Yamazaki M, Yasui K, Kawai H, Miyagawa Y, Komiyama A, Akabane T
Am J Dis Child. 1984 Feb;138(2):192-6. doi: 10.1001/archpedi.1984.02140400074018.
Immunologic studies were performed on siblings (a 9-year-old boy and an 11-year-old girl) with chronic candidiasis since infancy and showed defective monocyte functions. In vivo migration and in vitro mobility of the monocytes were impaired. In addition, they had defective phagocytosis-killing ability against Candida albicans. There was no factor(s) to inhibit the monocyte functions in the patients' serum, and their mononuclear cells (75% to 80% lymphocytes) did not secrete such an inhibitory factor(s) in vitro. The serum IgG, IgA, IgM, and C3 levels were normal. Delayed hypersensitivity responses to five antigens, including Candida antigen, were absent in the two patients. In vitro T-lymphocyte functions, such as Candida antigen- or mitogen-induced blastogenesis and lymphokine (leukocyte migration inhibitory factor and leukocyte-derived chemotactic factor) production, were normal. The clinical features of our patients were similar to those with chronic mucocutaneous candidiasis (CMC); however, their primary immunologic defect was, unlike that of CMC, in monocytes, but not in T lymphocytes. These results demonstrated a monocyte disorder with defective mobility and phagocytosis-killing ability that contributed to chronic candidiasis.

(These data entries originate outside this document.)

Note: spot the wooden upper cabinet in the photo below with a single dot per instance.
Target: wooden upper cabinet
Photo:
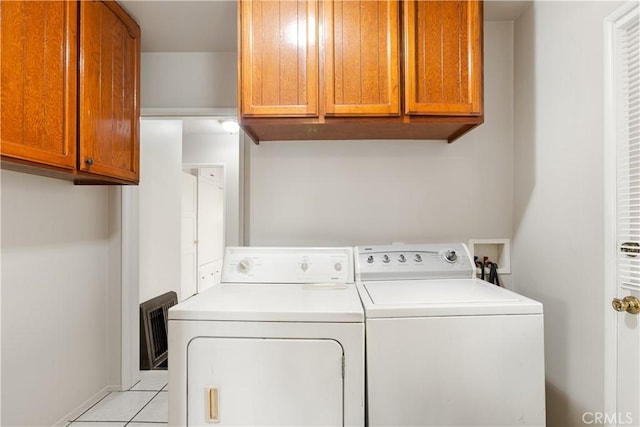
(38, 82)
(361, 57)
(443, 57)
(279, 58)
(109, 107)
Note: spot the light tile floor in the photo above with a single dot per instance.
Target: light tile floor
(143, 405)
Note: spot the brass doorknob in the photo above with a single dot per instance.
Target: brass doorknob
(630, 304)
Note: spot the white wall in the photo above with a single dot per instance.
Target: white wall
(160, 198)
(188, 80)
(220, 149)
(55, 239)
(557, 249)
(365, 192)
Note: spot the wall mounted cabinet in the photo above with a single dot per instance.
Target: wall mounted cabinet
(70, 90)
(337, 69)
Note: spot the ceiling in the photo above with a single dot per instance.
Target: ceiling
(211, 25)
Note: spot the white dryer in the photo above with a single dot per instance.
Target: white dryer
(444, 348)
(280, 342)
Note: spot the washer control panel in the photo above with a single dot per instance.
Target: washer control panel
(287, 265)
(424, 261)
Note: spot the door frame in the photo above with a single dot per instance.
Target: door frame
(610, 286)
(225, 169)
(130, 291)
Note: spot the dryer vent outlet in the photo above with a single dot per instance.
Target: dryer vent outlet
(153, 331)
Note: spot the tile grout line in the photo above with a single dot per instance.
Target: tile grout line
(90, 407)
(142, 409)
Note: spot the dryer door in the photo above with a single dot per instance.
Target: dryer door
(264, 382)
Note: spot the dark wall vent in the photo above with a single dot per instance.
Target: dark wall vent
(153, 331)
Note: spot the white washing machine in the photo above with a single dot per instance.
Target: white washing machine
(444, 348)
(280, 342)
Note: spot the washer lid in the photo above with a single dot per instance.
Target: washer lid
(261, 302)
(450, 297)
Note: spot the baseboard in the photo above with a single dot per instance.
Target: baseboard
(86, 405)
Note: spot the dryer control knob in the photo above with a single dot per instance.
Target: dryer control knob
(244, 266)
(451, 256)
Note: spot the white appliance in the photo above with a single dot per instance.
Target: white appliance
(444, 348)
(280, 342)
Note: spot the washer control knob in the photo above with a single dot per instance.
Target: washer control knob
(244, 266)
(451, 256)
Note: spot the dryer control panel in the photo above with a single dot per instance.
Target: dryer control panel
(287, 265)
(406, 262)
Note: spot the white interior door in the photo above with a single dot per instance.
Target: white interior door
(622, 252)
(210, 225)
(264, 382)
(189, 236)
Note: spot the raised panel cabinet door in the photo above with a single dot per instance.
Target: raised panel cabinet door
(38, 60)
(443, 57)
(361, 57)
(279, 58)
(109, 109)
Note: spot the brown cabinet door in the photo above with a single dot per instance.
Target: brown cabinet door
(38, 82)
(443, 57)
(361, 58)
(279, 58)
(109, 109)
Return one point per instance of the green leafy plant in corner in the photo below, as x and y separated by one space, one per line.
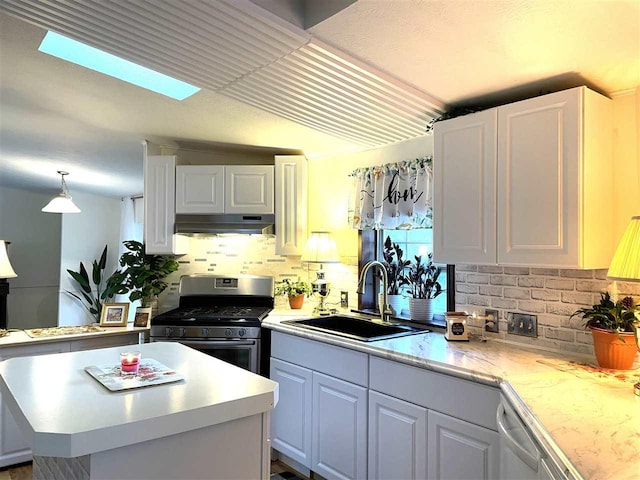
97 289
143 274
616 317
422 278
293 288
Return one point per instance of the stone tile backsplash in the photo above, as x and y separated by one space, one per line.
550 293
255 255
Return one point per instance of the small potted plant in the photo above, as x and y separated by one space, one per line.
395 266
613 331
295 290
422 279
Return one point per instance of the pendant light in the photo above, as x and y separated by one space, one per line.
62 203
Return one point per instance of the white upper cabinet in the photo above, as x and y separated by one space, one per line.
159 206
200 189
552 200
249 189
291 204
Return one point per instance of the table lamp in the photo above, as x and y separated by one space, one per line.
625 265
6 271
320 248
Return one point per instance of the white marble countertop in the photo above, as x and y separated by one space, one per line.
20 337
587 418
67 413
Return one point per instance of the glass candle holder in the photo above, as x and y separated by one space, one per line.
129 363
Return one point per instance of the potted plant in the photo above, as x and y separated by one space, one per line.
102 290
395 266
422 279
613 331
295 290
143 274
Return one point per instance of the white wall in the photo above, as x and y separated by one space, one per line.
83 238
34 254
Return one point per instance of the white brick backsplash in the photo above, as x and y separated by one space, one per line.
528 281
549 272
532 306
489 269
504 280
582 298
576 273
547 295
516 270
491 290
478 278
559 284
519 293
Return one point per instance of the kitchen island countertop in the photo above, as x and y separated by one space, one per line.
587 417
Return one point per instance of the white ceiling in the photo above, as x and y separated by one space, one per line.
54 115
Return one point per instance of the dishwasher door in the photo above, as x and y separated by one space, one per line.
519 454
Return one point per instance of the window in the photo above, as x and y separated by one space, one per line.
412 242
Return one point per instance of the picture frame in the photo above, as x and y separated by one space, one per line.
114 314
142 318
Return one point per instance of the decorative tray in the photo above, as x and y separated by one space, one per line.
151 372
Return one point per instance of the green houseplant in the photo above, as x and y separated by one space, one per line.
613 331
422 279
143 274
295 290
97 289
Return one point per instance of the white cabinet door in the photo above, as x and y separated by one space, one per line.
13 446
159 206
200 189
554 177
291 418
397 439
464 200
249 189
458 449
339 428
291 204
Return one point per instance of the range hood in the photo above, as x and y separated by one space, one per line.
196 225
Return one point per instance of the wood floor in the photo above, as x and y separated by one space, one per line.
23 471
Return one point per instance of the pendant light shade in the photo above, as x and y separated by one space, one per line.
62 203
625 265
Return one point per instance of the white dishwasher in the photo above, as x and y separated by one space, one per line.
519 455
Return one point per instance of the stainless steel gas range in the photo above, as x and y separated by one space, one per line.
220 315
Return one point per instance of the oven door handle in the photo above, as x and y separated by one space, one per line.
214 343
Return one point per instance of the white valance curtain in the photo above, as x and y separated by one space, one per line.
393 196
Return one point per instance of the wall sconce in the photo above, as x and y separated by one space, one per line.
320 248
6 271
62 203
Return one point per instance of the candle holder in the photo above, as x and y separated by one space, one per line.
129 363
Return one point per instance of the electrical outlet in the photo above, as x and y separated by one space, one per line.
491 321
344 299
522 324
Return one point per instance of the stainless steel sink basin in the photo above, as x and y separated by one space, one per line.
356 328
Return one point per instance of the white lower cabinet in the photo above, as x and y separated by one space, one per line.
397 439
339 428
291 419
461 450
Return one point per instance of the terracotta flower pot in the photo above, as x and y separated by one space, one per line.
296 301
611 352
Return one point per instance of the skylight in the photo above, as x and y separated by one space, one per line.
103 62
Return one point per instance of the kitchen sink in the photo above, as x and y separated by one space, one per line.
356 328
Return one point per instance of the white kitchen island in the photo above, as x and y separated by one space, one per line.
214 424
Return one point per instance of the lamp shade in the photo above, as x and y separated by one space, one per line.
625 265
320 248
6 271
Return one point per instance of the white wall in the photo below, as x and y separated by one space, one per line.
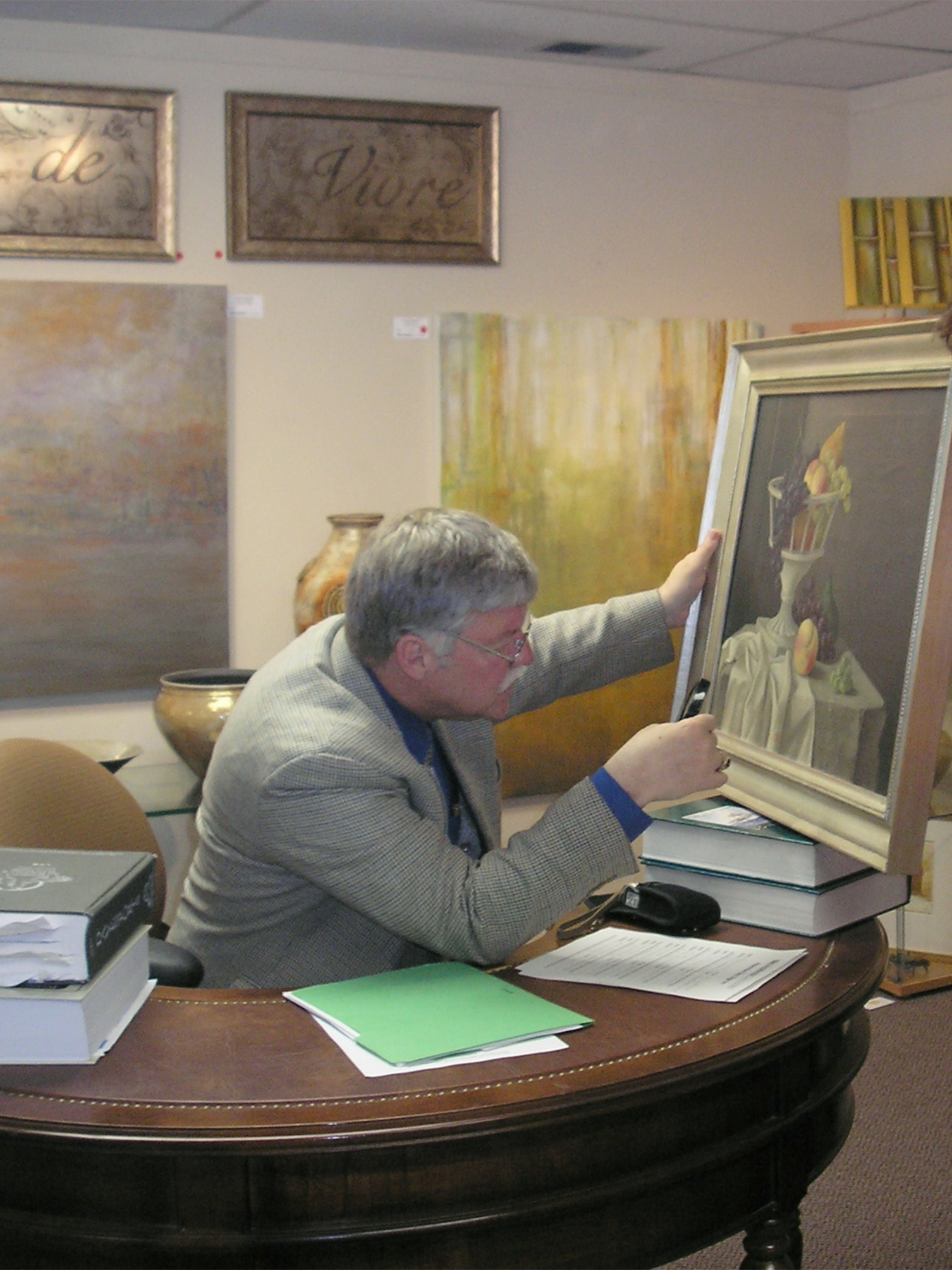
631 195
899 138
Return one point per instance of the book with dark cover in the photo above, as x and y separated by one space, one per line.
717 835
795 909
63 914
76 1022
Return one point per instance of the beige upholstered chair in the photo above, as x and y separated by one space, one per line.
52 797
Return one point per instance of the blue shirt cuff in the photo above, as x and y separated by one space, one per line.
625 809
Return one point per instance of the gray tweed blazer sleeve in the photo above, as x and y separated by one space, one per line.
324 849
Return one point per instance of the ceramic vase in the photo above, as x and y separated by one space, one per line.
320 584
190 710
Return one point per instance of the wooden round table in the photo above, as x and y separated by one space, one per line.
225 1130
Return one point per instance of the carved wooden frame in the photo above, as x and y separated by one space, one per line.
885 828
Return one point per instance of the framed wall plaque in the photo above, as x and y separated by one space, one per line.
87 171
338 179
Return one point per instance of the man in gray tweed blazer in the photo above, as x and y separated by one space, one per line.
350 816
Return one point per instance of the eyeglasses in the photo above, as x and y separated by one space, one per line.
522 639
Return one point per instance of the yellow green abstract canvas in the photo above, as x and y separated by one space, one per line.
590 440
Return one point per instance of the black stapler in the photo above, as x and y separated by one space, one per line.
666 907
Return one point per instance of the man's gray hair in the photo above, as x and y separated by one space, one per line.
427 572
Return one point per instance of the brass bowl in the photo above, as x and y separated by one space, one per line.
190 710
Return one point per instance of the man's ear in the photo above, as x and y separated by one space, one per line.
414 657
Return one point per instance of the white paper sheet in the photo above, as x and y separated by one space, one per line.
370 1065
677 967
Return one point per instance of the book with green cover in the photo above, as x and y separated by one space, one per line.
717 835
433 1010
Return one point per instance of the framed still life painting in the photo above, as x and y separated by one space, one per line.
825 629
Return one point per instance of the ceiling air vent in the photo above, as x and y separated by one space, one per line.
579 49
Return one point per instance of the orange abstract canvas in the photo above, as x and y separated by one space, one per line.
114 485
590 440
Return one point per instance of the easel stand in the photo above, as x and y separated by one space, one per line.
910 973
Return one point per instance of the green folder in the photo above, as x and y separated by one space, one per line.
433 1010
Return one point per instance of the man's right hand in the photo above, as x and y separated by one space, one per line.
668 761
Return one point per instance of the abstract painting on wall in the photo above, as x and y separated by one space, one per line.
114 485
590 440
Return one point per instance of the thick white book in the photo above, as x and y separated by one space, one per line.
75 1022
782 907
724 837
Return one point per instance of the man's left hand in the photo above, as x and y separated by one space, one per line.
685 581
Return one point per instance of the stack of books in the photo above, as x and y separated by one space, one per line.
762 873
74 950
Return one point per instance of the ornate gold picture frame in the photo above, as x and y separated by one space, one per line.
824 630
338 179
87 171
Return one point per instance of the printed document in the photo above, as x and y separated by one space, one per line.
677 967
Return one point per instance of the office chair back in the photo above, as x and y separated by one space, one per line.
55 798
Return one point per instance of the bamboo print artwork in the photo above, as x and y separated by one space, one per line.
590 440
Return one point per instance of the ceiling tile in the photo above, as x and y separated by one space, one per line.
825 64
782 17
924 25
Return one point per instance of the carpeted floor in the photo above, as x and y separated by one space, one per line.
885 1203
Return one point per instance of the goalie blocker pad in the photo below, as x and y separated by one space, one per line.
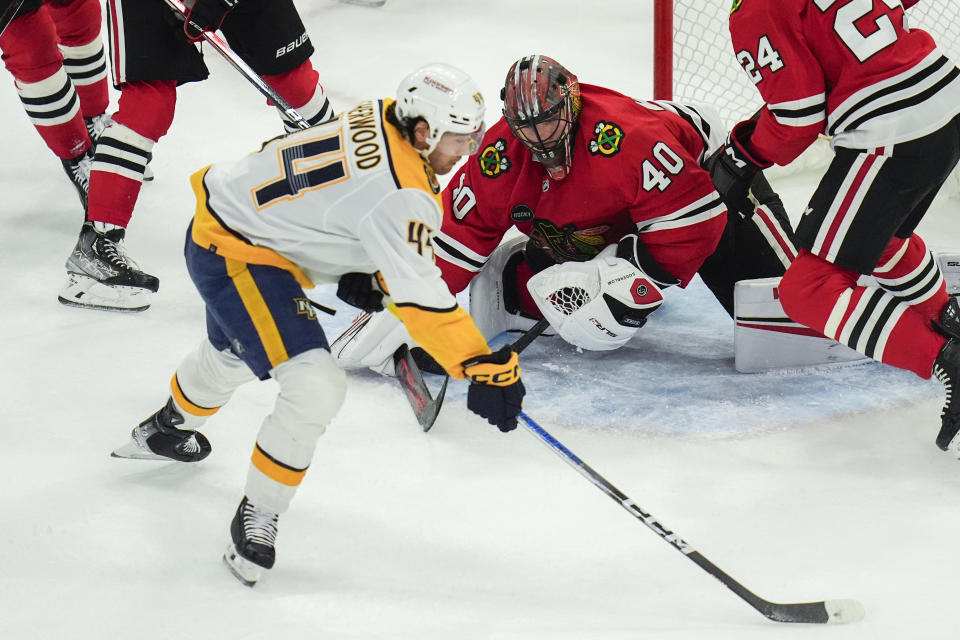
765 338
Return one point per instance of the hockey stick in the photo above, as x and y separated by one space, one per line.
237 62
823 612
425 406
7 16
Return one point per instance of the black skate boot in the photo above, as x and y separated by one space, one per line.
946 369
254 532
157 438
100 274
78 172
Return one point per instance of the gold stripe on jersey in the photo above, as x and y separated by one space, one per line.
410 170
210 233
449 335
258 311
276 470
183 402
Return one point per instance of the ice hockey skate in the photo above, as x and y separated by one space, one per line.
100 274
158 438
78 172
254 532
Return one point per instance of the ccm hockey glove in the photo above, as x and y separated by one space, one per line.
360 290
734 169
206 15
496 392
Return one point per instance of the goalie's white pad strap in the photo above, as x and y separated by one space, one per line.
765 338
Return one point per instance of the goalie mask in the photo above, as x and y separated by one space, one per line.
541 103
451 103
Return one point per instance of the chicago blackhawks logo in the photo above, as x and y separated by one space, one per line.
568 242
492 161
607 139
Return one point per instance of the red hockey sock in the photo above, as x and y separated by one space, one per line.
825 297
124 149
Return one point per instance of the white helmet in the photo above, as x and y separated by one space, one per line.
447 98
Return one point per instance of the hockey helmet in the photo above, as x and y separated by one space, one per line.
451 103
541 103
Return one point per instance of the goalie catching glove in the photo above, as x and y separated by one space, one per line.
496 392
206 15
596 305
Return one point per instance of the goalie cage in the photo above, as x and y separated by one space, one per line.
694 62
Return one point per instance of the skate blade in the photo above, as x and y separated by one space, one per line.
84 292
242 569
133 451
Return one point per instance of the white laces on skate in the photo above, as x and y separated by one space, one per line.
189 446
259 525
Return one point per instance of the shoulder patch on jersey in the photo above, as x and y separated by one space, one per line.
492 161
608 136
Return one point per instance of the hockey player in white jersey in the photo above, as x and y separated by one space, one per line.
352 201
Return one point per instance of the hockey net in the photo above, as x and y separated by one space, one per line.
702 68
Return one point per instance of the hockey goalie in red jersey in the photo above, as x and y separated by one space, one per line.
889 99
613 202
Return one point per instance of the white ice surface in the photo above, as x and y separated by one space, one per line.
803 485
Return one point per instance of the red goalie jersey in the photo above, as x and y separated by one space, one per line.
850 69
635 169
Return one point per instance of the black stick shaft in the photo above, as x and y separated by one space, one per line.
237 62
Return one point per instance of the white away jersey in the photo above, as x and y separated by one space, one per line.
351 195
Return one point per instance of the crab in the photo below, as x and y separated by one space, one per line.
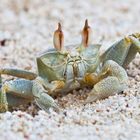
65 68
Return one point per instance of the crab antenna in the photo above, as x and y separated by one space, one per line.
58 38
86 34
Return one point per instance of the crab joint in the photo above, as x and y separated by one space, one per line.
58 38
86 34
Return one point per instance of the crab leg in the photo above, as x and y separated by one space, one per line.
113 79
16 92
123 51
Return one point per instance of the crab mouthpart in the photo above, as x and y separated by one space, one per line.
58 38
86 34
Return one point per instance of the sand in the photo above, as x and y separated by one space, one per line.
28 26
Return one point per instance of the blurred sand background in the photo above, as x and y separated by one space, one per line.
28 26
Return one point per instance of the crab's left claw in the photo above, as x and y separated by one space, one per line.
123 51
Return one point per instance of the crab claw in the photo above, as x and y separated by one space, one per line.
58 38
86 34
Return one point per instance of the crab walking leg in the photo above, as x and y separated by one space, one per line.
18 73
123 51
113 80
41 96
14 93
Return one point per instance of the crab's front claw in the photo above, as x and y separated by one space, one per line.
43 100
123 51
113 79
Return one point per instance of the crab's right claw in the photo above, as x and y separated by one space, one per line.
43 100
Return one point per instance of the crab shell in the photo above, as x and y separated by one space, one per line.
69 65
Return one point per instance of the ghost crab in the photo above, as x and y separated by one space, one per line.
66 68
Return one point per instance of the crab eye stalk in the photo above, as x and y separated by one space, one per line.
86 34
58 38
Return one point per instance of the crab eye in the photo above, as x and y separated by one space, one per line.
58 38
86 34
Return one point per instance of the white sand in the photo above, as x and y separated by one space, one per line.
29 27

对自婴儿期起就患有慢性念珠菌病的一对姐弟(一名9岁男孩和一名11岁女孩)进行了免疫学研究,结果显示单核细胞功能存在缺陷。单核细胞的体内迁移和体外运动能力受损。此外,他们对白色念珠菌的吞噬杀伤能力存在缺陷。患者血清中不存在抑制单核细胞功能的因子,并且他们的单核细胞(75%至80%为淋巴细胞)在体外不分泌此类抑制因子。血清IgG、IgA、IgM和C3水平正常。这两名患者对包括念珠菌抗原在内的五种抗原均无迟发型超敏反应。体外T淋巴细胞功能,如念珠菌抗原或丝裂原诱导的细胞增殖和淋巴因子(白细胞迁移抑制因子和白细胞衍生趋化因子)产生,均正常。我们患者的临床特征与慢性黏膜皮肤念珠菌病(CMC)患者相似;然而,与CMC不同的是,他们主要的免疫缺陷在于单核细胞,而非T淋巴细胞。这些结果表明存在一种单核细胞疾病,其迁移和吞噬杀伤能力存在缺陷,这导致了慢性念珠菌病。